After banging my head against some code's performance for several hours, I realized that close to half of my runtime is spent doing refcounting/CoW operations on some arrays and dictionaries. These are local variables that never escape their enclosing function, so in theory I could ditch RC/CoW entirely and just free the memory when the variable goes out of scope. As I see it, my options are:
Accept this performance penalty
Write my own array type that manually manages raw pointers and calls realloc if needed
Import C++ std::vector and use that
All three of these options are suboptimal. Is there an existing type to use when I need a growable buffer but don't care about CoW? Are there plans to add ~Copyable collections to the standard library to do away with superfluous RC traffic?

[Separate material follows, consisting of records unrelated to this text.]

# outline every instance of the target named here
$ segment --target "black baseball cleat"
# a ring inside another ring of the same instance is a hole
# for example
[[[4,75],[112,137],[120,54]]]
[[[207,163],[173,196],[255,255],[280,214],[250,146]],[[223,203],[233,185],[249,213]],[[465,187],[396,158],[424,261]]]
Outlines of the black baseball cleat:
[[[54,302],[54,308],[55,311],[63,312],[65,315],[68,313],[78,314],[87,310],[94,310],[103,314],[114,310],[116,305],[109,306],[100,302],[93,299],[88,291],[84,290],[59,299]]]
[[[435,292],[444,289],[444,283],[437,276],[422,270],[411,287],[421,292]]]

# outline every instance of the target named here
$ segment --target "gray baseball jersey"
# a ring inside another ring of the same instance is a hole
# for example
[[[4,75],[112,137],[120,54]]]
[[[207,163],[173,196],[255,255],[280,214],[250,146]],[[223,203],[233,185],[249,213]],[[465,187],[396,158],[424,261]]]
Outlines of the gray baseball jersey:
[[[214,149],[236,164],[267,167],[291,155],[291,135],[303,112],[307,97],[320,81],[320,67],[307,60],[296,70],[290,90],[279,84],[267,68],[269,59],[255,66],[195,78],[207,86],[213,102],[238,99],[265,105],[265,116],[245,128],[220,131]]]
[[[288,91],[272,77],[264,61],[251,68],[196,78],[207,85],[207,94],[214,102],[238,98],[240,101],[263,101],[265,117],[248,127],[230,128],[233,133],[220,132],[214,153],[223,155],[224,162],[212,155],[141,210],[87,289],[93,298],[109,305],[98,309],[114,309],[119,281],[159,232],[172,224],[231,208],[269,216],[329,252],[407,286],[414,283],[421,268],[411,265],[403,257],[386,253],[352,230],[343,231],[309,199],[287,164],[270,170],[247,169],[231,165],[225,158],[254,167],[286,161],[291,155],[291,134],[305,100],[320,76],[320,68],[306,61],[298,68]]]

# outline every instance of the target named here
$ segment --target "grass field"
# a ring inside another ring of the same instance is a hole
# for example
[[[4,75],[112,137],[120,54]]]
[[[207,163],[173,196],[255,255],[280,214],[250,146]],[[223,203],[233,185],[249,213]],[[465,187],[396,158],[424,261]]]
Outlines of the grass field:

Or do I have to revert to low-level pointer madness or the STL?
Why do you consider your own implementation of array (as a move only type) suboptimal? IMO the best solution to step away from RC/COW.
Also, if your array doesn't escape and you know its required capacity, you might benefit from withUnsafeTemporaryAllocation
Simply put, I’d be spending effort on a solved problem and risking making a mistake when the implementation already exists (case in point std::vector).
That’s a large part of the reason I’m making this an Array in the first place; I don’t know ahead of time how many items it can have. I suppose I could come up with an overestimate with only a little additional effort, but even that only solves it for the array, not the dictionary.
If it's the case that the array never escapes its local context, then in principle the optimizer ought to be able to take advantage of that fact to reduce or eliminate refcounting and CoW overhead. If you're able to share some code examples, we might be able to help figure out why that isn't happening for you and if we can fix it on the compiler's end.
It feels like every change I make to improve performance in one place makes it even worse somewhere else. If I get rid of some of the swift_release calls, that time is now taken up by __TMC_END__. It took a lot of effort to even get this far performance-wise.